If you’ve see Star Wars, Episode 4, you know the story. But, what if you were George Lucas and someone asked you,
“Hey, George! I heard you wrote a book. What’s it about?”
If you were George Lucas, after clearing up that this was part of a series of stories, how would you answer that question?
1. Classic story of good versus evil set in a galaxy, far, far, away. Lots of aliens and sophisticated equipment. Good prevails at the end.
This really doesn’t tell enough about any part of the story, except that it takes place somewhere far away from Earth. This is NOT enough information and description to convince anyone to read the story.
2. It’s an outer space story. You meet Luke Skywalker, the hero, as he’s working for his uncle. Someone or some thing, kills off all of Luke’s family, and he decides to get revenge. He finds a pair of robots, and, while cleaning one of them, turns on a holographic message from a princess in distress. Luke goes hunting for an old-timer that can control a power called The Force with his mind and do amazing things with matter and the minds of some lesser beings… The old timer and Luke hire a pilot named Han Solo who works with a giant big foot type character. They go looking for an find the Princess. Eventually, you find out the hero and one of her suitors are twin brother and sister. There’s a big fight with light sabers, hi-tech swords, at the end between Luke, the hero and Darth Vader, the villain. Luke survives.
Of course, this version provides waaaay too much information. And it gives away several of the key plot elements that drive the story. Chances are, you would feel like you really don’t need (or want) to read the story because you know so much about it.
3. A happy medium is what is needed. Enough to intrigue, but not enough to require spoiler alert status. Try writing your own “best description” of Star Wars Episode 4.
4. Check to see how you did. Here’s an original logline (a one-sentence summary of your story) for “A New Hope.”
Luke Skywalker, a spirited farm boy, joins rebel forces to save Princess Leia from the evil Darth Vader, and the galaxy from the Empire’s planet-destroying Death Star.
How do YOU answer the question, “What’s your book about?” for your book?
Do you skim over the whole plot too quickly and superficially to generate interest?
Do you find your questioner looking at his/her watch as you drone on and on?
Again, hopefully not.
Of have you found your sweet spot in describing your book?
I hope so. But, if not, you’ll find more people will want to read your book when they know enough about the story to be intrigued and want to know how it ends
For Traveler’s HOT L, my elevator version (what I usually call the logline) is:
It’s eight stories of time travel where each traveler travels for different reasons and with different results.
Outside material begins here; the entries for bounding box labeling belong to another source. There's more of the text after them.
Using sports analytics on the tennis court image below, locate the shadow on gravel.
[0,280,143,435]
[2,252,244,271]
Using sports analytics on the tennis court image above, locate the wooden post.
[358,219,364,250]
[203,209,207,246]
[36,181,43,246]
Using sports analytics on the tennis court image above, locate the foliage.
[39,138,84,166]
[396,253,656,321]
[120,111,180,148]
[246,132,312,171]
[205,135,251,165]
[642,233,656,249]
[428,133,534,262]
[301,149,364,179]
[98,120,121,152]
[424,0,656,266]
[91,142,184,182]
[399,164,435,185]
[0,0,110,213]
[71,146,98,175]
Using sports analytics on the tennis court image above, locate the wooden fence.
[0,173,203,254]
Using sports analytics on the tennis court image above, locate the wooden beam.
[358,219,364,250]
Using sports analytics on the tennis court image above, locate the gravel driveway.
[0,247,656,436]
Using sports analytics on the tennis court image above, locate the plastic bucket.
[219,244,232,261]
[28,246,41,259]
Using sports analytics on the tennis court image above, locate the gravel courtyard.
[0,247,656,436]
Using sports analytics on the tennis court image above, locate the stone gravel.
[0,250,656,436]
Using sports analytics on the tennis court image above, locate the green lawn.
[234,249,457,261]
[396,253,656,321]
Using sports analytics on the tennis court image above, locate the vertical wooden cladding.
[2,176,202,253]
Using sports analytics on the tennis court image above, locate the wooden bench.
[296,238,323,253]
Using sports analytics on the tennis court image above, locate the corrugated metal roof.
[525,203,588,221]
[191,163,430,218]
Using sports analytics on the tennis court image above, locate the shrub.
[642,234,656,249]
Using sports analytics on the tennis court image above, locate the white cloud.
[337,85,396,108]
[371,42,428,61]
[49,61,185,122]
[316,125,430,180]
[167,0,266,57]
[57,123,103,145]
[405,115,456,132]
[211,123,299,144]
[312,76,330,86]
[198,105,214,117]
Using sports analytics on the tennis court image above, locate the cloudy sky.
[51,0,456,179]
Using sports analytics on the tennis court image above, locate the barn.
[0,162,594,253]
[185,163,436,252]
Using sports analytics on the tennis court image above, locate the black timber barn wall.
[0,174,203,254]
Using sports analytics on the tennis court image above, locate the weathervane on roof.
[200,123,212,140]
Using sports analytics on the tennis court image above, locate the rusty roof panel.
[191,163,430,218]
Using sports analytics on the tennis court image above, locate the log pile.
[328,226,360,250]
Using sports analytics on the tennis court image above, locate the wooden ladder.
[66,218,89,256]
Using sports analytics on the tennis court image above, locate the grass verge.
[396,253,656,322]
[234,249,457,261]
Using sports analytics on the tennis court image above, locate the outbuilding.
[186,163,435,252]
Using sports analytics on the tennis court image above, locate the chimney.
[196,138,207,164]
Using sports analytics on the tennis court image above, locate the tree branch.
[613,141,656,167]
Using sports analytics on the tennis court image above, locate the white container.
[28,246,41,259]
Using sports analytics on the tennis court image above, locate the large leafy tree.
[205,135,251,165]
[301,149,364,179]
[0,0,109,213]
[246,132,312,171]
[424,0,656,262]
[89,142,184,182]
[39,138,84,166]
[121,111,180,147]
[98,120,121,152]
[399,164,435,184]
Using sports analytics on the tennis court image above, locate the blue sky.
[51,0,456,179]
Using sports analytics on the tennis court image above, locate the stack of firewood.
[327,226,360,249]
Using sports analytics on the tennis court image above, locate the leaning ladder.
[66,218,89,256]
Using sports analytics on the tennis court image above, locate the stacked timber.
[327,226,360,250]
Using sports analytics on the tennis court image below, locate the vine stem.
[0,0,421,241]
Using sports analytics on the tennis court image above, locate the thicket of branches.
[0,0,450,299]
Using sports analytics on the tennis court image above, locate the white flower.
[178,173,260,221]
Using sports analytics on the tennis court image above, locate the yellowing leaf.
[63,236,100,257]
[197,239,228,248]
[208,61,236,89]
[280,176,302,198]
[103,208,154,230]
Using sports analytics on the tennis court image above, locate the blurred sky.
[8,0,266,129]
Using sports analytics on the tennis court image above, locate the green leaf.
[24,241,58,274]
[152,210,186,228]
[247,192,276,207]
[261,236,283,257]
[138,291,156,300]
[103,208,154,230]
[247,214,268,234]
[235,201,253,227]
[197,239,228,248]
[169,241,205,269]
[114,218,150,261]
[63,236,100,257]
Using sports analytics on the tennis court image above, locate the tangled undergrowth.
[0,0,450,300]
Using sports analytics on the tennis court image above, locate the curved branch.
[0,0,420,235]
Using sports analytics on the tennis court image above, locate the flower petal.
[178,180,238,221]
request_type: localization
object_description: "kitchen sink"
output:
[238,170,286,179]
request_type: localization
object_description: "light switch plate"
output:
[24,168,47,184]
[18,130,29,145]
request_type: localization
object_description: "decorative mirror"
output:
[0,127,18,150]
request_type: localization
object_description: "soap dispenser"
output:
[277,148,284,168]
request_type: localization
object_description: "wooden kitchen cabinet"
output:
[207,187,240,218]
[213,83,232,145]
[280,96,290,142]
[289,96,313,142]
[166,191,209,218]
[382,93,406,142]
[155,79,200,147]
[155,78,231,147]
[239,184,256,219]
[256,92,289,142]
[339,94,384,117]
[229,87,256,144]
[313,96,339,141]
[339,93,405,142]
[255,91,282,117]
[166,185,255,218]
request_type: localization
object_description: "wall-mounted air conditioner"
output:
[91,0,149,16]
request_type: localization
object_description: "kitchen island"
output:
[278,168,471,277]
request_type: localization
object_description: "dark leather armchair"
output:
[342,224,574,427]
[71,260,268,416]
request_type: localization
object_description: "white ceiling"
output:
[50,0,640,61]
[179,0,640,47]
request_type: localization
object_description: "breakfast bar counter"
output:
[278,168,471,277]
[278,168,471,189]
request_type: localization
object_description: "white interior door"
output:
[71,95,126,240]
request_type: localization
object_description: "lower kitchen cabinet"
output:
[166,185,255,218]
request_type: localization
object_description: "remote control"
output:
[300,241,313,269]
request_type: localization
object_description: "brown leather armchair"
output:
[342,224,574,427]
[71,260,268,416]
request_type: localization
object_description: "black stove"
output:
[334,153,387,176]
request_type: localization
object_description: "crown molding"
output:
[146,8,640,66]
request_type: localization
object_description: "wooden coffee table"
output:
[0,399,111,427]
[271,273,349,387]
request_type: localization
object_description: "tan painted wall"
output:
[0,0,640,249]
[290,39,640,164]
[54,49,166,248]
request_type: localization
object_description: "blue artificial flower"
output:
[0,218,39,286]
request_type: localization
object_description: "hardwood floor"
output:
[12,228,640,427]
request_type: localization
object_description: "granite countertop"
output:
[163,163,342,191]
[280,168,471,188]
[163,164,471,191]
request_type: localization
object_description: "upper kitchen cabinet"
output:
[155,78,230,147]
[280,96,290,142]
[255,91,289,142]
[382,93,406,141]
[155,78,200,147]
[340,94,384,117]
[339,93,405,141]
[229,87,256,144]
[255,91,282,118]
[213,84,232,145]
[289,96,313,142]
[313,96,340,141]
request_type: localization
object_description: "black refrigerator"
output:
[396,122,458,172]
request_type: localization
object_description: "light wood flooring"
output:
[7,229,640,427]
My first expansion of the logline adds:
Some choose to make the trip. Others are recruited by the proprietor’s of the Harmonic Overlap of Time Location (HOT L) or the time synchronizers who work with them to travel and fix something from their lives or for the timeline as a whole. Each story is unique, and some of the results of the time travel fail to meet, or exceed, the expectations of the travelers.
If I have more time, I provide a brief description of the plot of each story. I emphasize that the stories are not related to one another in any way except by the HOT L.
Bottom line for this blog: How’s your pitch for your book?
Make it hittable. After all, you’re not trying to strike out with your readers.